Data, code, model used for the paper "The Good, the Bad, and the Missing: Neural Code Generation for Machine Learning Tasks"

1. Dataset

The raw dataset we constructed for different ML tasks and the non-ml tasks in json files are in raw_dataset folder

split_of_training = ['train', 'dev', 'test']

split_of_tasks = ['data', 'model', 'eval', 'noml', 'uni']

raw_dataset/[split_of_training]_[split_of_tasks].json

2. Using the 6 baseline models

0. We provide the snap shot of the models that we have trained.

This is the link to download the model snap shot: link.

1. tranX

1. clone the repo

git clone https://github.com/pcyin/tranX.git
cd tranX

2. binarize the json data

save the json files to a directory in the repository: e.g. datasets/conala/data/conala/
using datasets/conala/dataset.py, binarize the json file.

python dataset.py

3. load the snap shot of the models.

save the trained model file to a directory in the repository: e.g. saved_models/

model files: tranx_train[split_of_tasks].bin
run the testing script to get the decoded results (match the path to your corresponding locations).

bash scripts/conala/decode.sh [path_of_binarizezd data] [path_of_saved models]
the decoded file will be saved in "decodes/conala/$(basename ${model_file}).$(basename ${decode_file}).decode".

4. For training and more details, refer to the original repository.

2. EK Codegen

1. clone the repo

git clone https://github.com/neulab/external-knowledge-codegen.git
cd external-knowledge-codegen

2. binarize the json data

save the json files to a directory in the repository: e.g. datasets/conala/
use the following command to binarize the json file.

python dataset.py --pretrain data/conala/conala-mined.jsonl --topk 100000 --include_api apidocs/processed/distsmpl/snippet_15k/goldmine_snippet_count100k_topk1_temp2.jsonl

3. load the snap shot of the models.

save the trained model file to a diretory in the repository e.g. saved_models/

pretrained model files: ek_juice_pretrain_[split_of_tasks].bin finetuned model files: ek_finetune.[splits_of_tasks].bin
run the testing script to get the decoded results.

bash scripts/conala/test.sh [path_of_saved models]
the decoded fill will be saved in "decodes/conala/$(basename $1).test.decode".

4. For training and more details, refer to the original repository.

3. CG-RL

1. clone the repo

git clone https://github.com/DeepLearnXMU/CG-RL.git
cd CG-RL

2. binarize the json data

save the json files to a directory in the repository: e.g. datasets/conala/
using datasets/conala/dataset.py in the tranX reposotory, binarize the json file.

python dataset.py

3. load the snap shot of the models.

save the trained model file to a diretory in the repository e.g. saved_models/

pretrained model files: CG_RL.juice.pretrain.[split_of_tasks].bin finetuned model files: CG_RL.train_rl.[splits_of_tasks].bin
run the testing script to get the decoded results.

bash scripts/conala/test.sh
the decoded fill will be saved in "decodes/conala/$(basename $1).test.decode".

4. For training and more details, refer to the original repository.

4. TreeCodeGen

1. clone the repo

git clone https://github.com/sdpmas/TreeCodeGen.git
cd TreeCodeGen

2. binarize the json data

save the json files to a directory in the repository:
Build a file with NL intents of training set: Refer to datasets/conala/retrive_src.py.
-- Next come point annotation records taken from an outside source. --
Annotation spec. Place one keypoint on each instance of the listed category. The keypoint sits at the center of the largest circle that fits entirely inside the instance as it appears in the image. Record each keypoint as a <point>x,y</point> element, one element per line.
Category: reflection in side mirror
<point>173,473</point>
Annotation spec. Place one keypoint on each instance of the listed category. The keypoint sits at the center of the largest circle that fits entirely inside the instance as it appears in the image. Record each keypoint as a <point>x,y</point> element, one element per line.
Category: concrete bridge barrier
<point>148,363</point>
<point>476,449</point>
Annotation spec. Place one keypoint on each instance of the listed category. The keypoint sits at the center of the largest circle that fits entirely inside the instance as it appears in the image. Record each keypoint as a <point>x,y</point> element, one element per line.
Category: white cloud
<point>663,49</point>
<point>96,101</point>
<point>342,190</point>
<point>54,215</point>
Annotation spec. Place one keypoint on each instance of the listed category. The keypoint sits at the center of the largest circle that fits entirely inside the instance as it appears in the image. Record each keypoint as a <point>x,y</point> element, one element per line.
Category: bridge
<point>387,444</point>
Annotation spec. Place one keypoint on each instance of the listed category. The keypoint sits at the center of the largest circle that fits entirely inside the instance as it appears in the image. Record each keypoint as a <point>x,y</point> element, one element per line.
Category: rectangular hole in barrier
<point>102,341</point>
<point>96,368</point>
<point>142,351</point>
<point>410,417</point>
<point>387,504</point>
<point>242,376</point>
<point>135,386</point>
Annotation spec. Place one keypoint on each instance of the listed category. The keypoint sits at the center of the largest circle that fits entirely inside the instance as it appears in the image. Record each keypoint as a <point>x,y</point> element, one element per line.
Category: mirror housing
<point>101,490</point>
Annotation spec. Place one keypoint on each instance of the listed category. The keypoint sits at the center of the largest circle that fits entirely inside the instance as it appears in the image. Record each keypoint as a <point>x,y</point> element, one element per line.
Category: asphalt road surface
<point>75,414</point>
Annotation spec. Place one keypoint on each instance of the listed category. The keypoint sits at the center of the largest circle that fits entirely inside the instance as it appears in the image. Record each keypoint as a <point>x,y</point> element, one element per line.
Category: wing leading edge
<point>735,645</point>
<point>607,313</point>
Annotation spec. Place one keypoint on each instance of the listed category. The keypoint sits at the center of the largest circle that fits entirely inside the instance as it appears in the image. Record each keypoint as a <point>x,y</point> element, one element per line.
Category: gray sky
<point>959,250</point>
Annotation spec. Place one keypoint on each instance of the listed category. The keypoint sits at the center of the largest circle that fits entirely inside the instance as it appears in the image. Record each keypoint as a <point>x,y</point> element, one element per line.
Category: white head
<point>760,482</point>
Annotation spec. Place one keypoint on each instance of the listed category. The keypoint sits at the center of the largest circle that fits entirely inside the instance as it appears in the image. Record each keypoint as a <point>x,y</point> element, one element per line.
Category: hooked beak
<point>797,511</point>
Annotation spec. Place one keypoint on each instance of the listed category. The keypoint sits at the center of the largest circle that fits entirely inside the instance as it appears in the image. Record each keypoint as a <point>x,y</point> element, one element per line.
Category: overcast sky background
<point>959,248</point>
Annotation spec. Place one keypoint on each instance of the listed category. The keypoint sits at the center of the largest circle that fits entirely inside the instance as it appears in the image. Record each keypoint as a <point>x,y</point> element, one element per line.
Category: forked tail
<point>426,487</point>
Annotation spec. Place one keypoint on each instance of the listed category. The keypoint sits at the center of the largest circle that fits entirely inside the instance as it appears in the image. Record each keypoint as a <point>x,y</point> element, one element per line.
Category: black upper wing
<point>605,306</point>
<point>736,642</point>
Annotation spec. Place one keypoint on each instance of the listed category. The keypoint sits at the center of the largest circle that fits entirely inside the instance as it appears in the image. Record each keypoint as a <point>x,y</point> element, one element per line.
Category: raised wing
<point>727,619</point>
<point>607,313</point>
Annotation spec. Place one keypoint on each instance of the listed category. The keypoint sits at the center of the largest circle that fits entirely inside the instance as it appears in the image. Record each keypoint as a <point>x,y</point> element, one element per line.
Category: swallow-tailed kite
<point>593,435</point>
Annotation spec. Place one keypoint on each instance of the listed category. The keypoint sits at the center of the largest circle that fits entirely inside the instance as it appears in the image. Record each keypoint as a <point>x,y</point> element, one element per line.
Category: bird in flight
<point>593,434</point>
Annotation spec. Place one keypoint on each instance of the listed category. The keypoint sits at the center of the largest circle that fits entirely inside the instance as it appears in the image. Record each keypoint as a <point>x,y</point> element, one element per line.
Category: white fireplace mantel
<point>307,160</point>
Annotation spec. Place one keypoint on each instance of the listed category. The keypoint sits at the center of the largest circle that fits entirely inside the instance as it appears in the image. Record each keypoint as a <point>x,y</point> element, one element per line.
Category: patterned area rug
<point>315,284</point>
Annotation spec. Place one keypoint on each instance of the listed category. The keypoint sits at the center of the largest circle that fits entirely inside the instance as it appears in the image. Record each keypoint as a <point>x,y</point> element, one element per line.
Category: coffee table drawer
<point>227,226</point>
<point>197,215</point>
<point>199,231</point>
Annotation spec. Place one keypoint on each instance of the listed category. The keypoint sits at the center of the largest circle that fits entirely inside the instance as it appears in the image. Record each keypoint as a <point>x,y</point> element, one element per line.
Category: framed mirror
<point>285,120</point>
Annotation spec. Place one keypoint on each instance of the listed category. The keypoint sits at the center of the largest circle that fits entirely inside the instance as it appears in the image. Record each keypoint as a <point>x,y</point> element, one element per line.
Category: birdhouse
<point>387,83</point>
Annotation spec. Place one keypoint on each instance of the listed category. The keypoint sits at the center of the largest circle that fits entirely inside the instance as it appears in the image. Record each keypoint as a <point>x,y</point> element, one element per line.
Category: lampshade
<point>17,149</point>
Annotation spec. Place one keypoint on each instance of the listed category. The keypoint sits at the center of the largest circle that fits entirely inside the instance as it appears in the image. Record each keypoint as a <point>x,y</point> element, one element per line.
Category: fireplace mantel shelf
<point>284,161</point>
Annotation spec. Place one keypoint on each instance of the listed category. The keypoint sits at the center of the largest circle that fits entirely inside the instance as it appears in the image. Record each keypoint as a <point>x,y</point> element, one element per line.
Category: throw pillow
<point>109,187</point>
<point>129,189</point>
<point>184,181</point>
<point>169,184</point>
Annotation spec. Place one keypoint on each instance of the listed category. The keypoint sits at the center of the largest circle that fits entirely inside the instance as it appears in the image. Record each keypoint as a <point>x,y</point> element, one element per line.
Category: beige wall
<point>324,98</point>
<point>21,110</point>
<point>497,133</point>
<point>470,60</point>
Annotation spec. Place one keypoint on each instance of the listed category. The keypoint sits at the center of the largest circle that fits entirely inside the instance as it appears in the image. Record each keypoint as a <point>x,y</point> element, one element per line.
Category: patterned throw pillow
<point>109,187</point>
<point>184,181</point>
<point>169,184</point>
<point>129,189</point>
The file will be saved as src.txt in data/conala
Parse those NL intents and build a vocabulary: refer to https://github.com/nxphi47/tree_transformer for more details on setting up the parser and run convert_ln.py
Build train/dev/test dataset: Run datasets/conala/dataset_hie.py

3. load the snap shot of the models.

save the trained model file to a diretory in the repository e.g. saved_models/

model files: tree_best.[split_of_tasks]_.bin
run the testing script to get the decoded results.

bash scripts/conala/test.sh

4. For training and more details, refer to the original repository.

5. Code-gen-TAE

1. clone the repo

git clone https://github.com/BorealisAI/code-gen-TAE.git
cd code-gen-TAE
pip install -r requirements.txt

2. binarize the json data

save the json files to a directory in the repository: e.g. datasets/conala/
using datasets/conala/dataset.py in the tranX reposotory, binarize the json file.

python dataset.py

3. load the snap shot of the models.

save the trained model file to a diretory in the repository e.g. saved_models/

model files: tae_[split_of_tasks]_resume.pth
run the testing script to get the decoded results.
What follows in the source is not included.